Olhou para mim, incrédulo.

— A sério?

— Sim. Mas só se provares através dos teus atos que não vais desaparecer novamente quando surgirem problemas.

Assentiu.

— Vou provar.

— Não prometas.

Entreguei-lhe a minha filha.

— Limita-te a mostrar-me.

Mason pegou cuidadosamente em Lily.

A menina abriu os olhos.

Ele olhou para ela e começou a chorar.

— Ela tem os meus olhos.

Não respondi.

Passaram-se três meses.

Mason já não vivia com o pai.

Acabou por recuperar o dinheiro que lhe pertencia e, pela primeira vez na vida, tornou-se financeiramente independente de Richard.

Mas o dinheiro deixou de ser o mais importante.

O mais importante era Lily.

Mason chegava sempre a horas.

Telefonava quando sabia que ia atrasar-se.

Perguntava antes de tomar qualquer decisão sobre a filha.

E nunca mais desapareceu.

Certa noite, estava sentada na varanda da casa do meu avô Robert.

Lily dormia nos meus braços.

O meu avô sentou-se ao meu lado.

— Devia ter-te contado a verdade mais cedo.

— Porque não o fizeste?

Olhou para as próprias mãos.

— Tinha medo de te perder. Pensei que, se nunca conhecesses aquela família, nunca sofrerias por causa dela.

Sorri com lágrimas nos olhos.

— Às vezes, a verdade dói, avô.

Assentiu.

— Eu sei.

— Mas os segredos também podem doer.

Pousou a mão no meu ombro.

— Agora já sabes tudo.

Olhei para Lily, que dormia tranquilamente.

Pela primeira vez na minha vida, conhecia toda a história da minha família.

Sem lacunas.

Sem decisões tomadas por mim.

Sem segredos.

A minha mãe tentou proteger-me.

O meu avô tentou proteger-me.

Mason tentou proteger aquilo que, na opinião dele, poderia dar-nos liberdade.

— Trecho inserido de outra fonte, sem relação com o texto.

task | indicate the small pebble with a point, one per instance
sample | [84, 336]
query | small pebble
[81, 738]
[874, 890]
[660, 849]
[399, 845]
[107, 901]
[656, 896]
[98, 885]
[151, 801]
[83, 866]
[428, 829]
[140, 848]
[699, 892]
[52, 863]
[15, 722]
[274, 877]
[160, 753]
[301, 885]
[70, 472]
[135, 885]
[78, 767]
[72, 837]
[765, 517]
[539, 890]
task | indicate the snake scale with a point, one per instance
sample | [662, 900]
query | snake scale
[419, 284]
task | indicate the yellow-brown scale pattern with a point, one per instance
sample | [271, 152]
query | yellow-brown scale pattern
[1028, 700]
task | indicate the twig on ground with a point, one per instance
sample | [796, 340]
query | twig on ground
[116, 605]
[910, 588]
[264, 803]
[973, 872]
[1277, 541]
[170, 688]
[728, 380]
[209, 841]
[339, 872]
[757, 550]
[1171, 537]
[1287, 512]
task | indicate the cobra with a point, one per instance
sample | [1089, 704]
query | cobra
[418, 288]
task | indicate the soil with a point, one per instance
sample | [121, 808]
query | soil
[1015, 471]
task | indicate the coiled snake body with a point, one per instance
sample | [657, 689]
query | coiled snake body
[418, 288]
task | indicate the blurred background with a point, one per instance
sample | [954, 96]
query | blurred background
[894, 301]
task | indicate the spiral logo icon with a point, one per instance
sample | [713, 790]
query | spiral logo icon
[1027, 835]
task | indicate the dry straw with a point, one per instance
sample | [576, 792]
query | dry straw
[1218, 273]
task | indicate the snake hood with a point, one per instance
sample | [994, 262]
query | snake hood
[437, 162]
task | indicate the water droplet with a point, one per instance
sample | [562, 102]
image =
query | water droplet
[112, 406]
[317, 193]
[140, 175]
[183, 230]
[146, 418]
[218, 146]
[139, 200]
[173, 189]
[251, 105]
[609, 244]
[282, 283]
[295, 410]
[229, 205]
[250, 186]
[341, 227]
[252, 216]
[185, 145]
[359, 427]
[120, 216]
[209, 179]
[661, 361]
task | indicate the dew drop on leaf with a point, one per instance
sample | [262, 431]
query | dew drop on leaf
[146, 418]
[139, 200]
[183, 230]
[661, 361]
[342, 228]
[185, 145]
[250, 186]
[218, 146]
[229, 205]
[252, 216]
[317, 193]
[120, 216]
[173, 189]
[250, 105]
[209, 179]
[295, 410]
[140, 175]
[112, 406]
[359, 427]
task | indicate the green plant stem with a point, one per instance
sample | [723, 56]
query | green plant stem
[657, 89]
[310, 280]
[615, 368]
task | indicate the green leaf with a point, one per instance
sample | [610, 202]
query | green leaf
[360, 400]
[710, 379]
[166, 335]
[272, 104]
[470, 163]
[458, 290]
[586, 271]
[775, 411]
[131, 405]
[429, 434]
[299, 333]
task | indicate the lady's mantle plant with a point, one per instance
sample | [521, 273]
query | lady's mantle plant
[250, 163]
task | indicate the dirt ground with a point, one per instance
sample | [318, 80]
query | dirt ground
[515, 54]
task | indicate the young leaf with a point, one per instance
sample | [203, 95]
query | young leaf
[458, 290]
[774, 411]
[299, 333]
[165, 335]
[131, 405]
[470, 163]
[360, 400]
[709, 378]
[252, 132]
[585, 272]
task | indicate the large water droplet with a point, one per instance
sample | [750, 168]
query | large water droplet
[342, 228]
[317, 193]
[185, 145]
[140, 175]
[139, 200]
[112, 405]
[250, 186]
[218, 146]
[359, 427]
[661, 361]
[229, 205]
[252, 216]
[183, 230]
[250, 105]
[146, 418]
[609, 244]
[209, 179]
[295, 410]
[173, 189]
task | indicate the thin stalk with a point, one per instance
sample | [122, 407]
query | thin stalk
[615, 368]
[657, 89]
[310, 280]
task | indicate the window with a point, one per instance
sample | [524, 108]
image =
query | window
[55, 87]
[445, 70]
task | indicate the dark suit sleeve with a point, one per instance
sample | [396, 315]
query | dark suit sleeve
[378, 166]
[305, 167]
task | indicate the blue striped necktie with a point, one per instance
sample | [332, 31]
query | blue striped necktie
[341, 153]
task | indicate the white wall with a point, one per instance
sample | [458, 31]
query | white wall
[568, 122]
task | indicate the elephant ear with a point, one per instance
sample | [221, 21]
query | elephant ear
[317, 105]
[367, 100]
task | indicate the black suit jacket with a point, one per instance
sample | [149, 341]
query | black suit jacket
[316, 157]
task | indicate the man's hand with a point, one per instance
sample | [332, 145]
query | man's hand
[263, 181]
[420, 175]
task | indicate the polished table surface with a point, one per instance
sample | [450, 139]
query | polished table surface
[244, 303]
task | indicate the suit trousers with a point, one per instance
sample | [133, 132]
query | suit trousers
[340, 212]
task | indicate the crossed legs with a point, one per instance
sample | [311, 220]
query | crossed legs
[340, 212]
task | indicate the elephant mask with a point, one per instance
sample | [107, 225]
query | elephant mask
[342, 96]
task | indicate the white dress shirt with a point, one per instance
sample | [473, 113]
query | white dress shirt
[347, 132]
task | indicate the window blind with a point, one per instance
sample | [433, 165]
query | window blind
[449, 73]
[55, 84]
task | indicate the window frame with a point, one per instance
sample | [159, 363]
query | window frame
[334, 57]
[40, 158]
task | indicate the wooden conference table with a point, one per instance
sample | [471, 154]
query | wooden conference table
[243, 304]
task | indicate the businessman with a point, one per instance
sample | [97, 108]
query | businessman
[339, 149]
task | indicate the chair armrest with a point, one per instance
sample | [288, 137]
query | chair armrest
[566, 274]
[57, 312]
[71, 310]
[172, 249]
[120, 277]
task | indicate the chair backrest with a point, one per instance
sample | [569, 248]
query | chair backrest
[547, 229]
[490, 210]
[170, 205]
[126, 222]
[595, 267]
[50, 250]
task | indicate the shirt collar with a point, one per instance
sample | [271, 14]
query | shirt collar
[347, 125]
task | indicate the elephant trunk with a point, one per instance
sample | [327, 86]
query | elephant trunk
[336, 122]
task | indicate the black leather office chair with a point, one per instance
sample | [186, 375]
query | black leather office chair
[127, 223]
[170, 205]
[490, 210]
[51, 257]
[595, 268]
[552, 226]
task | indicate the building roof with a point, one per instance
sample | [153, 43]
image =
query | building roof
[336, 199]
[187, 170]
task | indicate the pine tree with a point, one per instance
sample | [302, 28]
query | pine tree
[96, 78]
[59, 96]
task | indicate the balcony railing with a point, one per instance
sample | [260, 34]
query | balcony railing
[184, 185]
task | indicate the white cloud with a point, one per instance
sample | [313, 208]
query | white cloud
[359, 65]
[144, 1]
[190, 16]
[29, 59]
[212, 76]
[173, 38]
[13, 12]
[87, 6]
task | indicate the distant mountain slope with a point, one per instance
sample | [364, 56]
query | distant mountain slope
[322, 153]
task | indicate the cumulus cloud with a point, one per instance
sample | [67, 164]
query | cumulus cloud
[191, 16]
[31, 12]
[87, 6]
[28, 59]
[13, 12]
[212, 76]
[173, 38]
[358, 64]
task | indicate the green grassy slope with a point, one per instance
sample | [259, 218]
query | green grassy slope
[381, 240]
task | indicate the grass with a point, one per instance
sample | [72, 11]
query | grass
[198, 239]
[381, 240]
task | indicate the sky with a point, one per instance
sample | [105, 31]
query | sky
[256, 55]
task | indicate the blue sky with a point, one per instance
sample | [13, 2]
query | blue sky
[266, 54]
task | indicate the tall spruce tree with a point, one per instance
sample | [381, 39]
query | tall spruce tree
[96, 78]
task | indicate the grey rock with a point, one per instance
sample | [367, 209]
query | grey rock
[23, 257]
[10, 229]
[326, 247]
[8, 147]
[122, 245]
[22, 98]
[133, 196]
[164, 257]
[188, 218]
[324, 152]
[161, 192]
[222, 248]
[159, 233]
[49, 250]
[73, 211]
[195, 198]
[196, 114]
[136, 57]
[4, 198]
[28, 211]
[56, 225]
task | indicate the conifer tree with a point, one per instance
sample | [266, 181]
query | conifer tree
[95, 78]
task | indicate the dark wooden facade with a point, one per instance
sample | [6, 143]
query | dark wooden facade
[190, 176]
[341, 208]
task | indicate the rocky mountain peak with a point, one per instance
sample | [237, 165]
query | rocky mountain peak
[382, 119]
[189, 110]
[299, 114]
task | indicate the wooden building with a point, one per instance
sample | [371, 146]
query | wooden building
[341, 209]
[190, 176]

Mas todos eles tomaram decisões por mim.

Agora era diferente.

Era eu quem decidia em quem confiar.

Era eu quem decidia quem deixaria entrar na vida da minha filha.

E talvez essa fosse a herança mais importante que eu poderia receber.

Não dinheiro.

Não uma casa.

Não segredos de família.

Apenas o direito de escolher, por mim própria, quem faria parte da minha família.